The 2 employees, who weren’t suspects, worked during the day and were not told about the camera as it was feared that they would gossip about it.
The camera was only activated at night. They discovered the camera and sued for invasion of privacy, arguing that the camera itself invaded their privacy and that they had a reasonable expectation of privacy.
The court found that an employee’s privacy expectations depend on the circumstances. They are different if one works in an open area rather than in an office.
The court determined that the employees did have a reasonable expectation of privacy, that video cameras are particularly problematic and that the fact that no notice was given was troubling.
However, the court reasoned, this intrusion into privacy was justified for business reasons.
Additionally it was very restricted, with cameras activated after hours, pointed only at the work station, used for a short period of time, and with the knowledge of only a few people. Given that the employer operated a residential facility for abused and neglected children also weighed on the court’s decision. [Hernandez v.
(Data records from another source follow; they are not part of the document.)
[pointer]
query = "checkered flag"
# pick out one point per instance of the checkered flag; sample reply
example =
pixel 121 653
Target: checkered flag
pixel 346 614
Hillsides]
This case provides some good reminders for employers including:
- Privacy law is complicated and evolving. Contact an attorney before you start taping or monitoring employees.
- Employees do have expectations of privacy, although, in some instances they can be limited.
- The best practice is to notify employees of any surveillance. Requiring a signed acknowledgement isn’t a bad idea either. Such a document reduces or negates an employee’s privacy expectations.
- Employers should use the least invasive type of monitoring possible.
- Sound business justification is necessary.
Develop some solid policies before undertaking any surveillance.